Smartphone, ora anche lo Stato ci mette mano: i tuoi dati non sono al sicuro | Questi messaggi li legge sicuramente
Dati personali non sono sicuri sullo smartphone se non non conosci questi passaggi, lo Stato legge i tuoi messaggi
Il controllo dei messaggi e delle chat sul telefono da parte delle forze dell’ordine è un tema delicato, legato alla tutela della privacy e dei diritti individuali. In linea generale, la legge italiana prevede che le conversazioni telefoniche, così come i dati contenuti nei dispositivi, siano protetti dal diritto alla riservatezza, sancito dall’articolo 15 della Costituzione.
Tuttavia, esistono situazioni in cui lo Stato può accedere a questi dati, ma solo sotto precise condizioni e nel rispetto della legge. Ecco quando accade e perché è permesso senza che ci sia illecito, non puoi farci niente.
Intercettazioni telefoniche e sequestro del telefono
La Polizia può accedere ai messaggi attraverso intercettazioni telefoniche, ma queste sono strettamente regolamentate. L’intercettazione può avvenire solo previa autorizzazione del Giudice per le indagini preliminari, su richiesta del Pubblico Ministero, e solo in presenza di gravi indizi di reato e quando l’intercettazione è indispensabile per le indagini. In casi urgenti, il Pubblico Ministero può disporre l’intercettazione immediata, ma deve poi comunicarla al giudice entro 24 ore affinché la convalidi.
In alternativa, la Polizia può accedere ai messaggi attraverso il sequestro del telefono. Questo può avvenire solo se esiste un ordine del giudice o quando sussistono motivi urgenti. Durante il sequestro, i messaggi e le chat possono essere acquisiti come prove. Inoltre, durante una perquisizione o un arresto in flagranza, la Polizia può controllare il cellulare, ma solo se ciò è strettamente necessario per le indagini.
La Cassazione e la tutela della riservatezza
Recentemente, la Corte di Cassazione ha emesso una sentenza (n. 39548/2024) che ha ulteriormente ristretto le modalità con cui la Polizia può controllare i messaggi. In questa sentenza, la Cassazione ha equiparato i messaggi elettronici (WhatsApp, SMS, email) alla corrispondenza tradizionale, sottolineando che per acquisire i messaggi di un dispositivo è necessario seguire le modalità previste dall’articolo 254 del Codice di procedura penale. Secondo questo articolo, il sequestro della corrispondenza può avvenire solo se l’autorità giudiziaria ritiene che ci siano fondati motivi per ritenere che i messaggi siano legati al reato, anche se inviati sotto un nome falso o tramite altre persone.

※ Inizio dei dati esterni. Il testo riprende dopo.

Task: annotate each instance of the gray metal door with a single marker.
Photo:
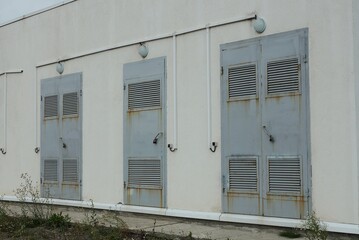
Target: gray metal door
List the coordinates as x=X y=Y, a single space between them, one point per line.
x=270 y=149
x=240 y=133
x=61 y=137
x=144 y=133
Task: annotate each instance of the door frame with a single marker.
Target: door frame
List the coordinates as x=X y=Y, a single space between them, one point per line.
x=303 y=36
x=156 y=69
x=57 y=80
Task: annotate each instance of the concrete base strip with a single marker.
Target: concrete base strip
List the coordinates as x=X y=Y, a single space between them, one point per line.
x=222 y=217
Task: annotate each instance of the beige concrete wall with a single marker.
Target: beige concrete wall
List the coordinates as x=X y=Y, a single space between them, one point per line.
x=194 y=173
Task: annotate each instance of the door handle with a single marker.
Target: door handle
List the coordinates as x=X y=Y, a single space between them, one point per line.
x=155 y=140
x=271 y=138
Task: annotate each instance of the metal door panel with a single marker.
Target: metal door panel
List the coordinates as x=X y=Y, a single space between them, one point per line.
x=270 y=126
x=284 y=115
x=241 y=117
x=61 y=138
x=144 y=133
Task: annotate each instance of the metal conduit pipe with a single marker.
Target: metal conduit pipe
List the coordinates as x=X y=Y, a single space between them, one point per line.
x=149 y=39
x=4 y=148
x=37 y=148
x=173 y=147
x=212 y=145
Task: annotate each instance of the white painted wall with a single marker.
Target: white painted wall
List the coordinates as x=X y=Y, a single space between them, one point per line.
x=194 y=173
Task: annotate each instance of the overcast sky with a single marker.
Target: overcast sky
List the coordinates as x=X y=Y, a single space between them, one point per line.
x=11 y=9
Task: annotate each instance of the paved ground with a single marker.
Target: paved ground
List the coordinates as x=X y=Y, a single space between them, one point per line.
x=184 y=227
x=198 y=229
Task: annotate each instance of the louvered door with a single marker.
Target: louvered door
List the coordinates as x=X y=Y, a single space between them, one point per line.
x=240 y=135
x=284 y=116
x=61 y=137
x=144 y=133
x=264 y=126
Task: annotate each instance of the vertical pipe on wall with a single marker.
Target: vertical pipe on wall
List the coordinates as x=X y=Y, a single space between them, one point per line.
x=36 y=115
x=5 y=115
x=209 y=88
x=174 y=91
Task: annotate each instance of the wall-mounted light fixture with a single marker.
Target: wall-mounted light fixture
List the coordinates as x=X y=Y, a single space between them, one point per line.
x=259 y=24
x=143 y=50
x=59 y=67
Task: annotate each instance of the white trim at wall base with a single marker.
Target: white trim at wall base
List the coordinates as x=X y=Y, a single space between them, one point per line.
x=221 y=217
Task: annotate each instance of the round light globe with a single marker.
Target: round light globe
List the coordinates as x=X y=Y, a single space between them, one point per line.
x=60 y=68
x=259 y=25
x=143 y=51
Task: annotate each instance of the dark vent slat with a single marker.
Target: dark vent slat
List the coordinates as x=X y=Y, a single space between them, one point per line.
x=285 y=175
x=70 y=103
x=144 y=95
x=242 y=81
x=283 y=76
x=144 y=172
x=243 y=174
x=70 y=170
x=50 y=170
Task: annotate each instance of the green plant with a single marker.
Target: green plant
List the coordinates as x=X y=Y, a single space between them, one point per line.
x=90 y=217
x=314 y=228
x=33 y=206
x=290 y=233
x=58 y=220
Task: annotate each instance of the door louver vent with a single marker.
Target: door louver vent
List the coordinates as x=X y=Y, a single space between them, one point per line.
x=242 y=81
x=144 y=173
x=283 y=76
x=243 y=174
x=144 y=95
x=50 y=170
x=70 y=170
x=70 y=103
x=51 y=106
x=285 y=175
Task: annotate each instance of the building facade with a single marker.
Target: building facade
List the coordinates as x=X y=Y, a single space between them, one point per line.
x=241 y=111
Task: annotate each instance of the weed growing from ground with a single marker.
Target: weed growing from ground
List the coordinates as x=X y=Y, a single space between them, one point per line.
x=290 y=233
x=33 y=206
x=314 y=228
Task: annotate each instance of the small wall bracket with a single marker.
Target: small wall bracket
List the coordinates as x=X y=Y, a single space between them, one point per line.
x=37 y=150
x=3 y=151
x=214 y=146
x=171 y=148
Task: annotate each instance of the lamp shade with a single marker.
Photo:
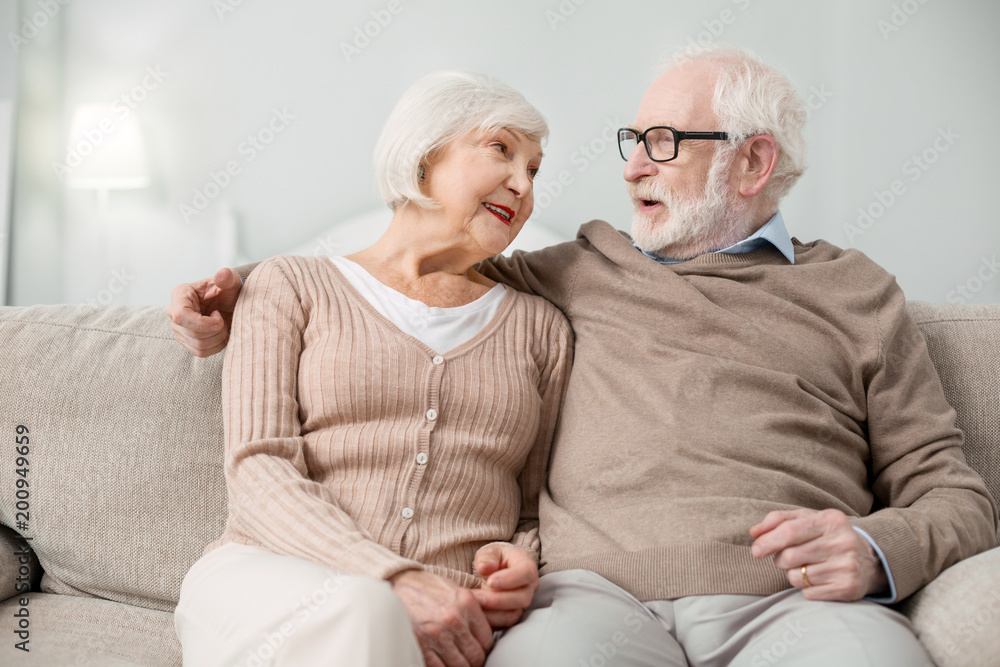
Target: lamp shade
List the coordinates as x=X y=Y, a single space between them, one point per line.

Questa interpretazione rispetta il principio di riservatezza e garantisce che i dati sensibili dei cittadini siano protetti. Tuttavia, la Cassazione ha anche precisato che, in alcuni casi, i messaggi possono essere considerati documenti storici e, quindi, non più protetti da riservatezza. In questi casi, i messaggi potrebbero essere acquisiti come normali prove, ma solo se non sono più attuali o rilevanti per le indagini.

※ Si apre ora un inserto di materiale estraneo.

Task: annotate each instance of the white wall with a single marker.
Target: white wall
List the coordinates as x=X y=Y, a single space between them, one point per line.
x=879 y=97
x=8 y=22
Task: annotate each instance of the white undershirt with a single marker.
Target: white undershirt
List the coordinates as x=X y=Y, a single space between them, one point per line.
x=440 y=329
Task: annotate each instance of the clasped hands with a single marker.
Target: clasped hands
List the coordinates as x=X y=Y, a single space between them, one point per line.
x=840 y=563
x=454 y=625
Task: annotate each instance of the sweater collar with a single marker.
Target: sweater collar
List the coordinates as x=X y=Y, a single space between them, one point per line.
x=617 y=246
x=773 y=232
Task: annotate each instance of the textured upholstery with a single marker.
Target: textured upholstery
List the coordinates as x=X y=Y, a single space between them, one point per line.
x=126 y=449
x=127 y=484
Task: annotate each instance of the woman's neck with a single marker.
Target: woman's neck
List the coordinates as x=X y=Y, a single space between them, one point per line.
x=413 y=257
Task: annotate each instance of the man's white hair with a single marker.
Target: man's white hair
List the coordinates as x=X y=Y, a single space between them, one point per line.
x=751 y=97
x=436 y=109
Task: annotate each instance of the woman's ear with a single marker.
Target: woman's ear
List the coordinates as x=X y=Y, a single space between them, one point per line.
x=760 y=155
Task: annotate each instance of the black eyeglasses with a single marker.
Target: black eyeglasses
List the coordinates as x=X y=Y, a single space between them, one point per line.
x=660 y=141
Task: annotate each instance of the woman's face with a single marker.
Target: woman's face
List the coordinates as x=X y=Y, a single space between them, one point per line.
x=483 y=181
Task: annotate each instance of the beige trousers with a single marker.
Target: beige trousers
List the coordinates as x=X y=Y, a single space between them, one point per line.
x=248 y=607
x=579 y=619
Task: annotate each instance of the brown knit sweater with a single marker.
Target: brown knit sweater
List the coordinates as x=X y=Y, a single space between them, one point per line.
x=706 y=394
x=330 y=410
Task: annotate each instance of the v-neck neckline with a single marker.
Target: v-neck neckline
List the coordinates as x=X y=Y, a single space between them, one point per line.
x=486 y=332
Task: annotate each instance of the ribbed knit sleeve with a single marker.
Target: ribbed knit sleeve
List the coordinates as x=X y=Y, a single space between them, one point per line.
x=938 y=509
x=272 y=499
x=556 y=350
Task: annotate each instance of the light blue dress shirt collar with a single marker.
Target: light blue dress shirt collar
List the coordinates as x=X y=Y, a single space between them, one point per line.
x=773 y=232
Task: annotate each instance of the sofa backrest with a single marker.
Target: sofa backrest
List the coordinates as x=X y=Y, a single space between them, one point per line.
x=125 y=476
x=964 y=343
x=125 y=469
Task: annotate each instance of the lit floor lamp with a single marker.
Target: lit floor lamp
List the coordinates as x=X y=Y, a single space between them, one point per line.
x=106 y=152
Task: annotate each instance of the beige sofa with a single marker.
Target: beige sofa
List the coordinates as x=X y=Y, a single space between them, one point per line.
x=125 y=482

La Polizia può controllare i messaggi sul telefono solo in situazioni molto specifiche, come in caso di intercettazioni telefoniche autorizzate dal giudice o se il dispositivo è stato sequestrato durante un’operazione legale. La recente giurisprudenza della Cassazione ha ribadito l’importanza di rispettare il diritto alla riservatezza, trattando i messaggi come corrispondenza privata e stabilendo che il loro sequestro è giustificato solo in presenza di motivi concreti legati a reati gravi.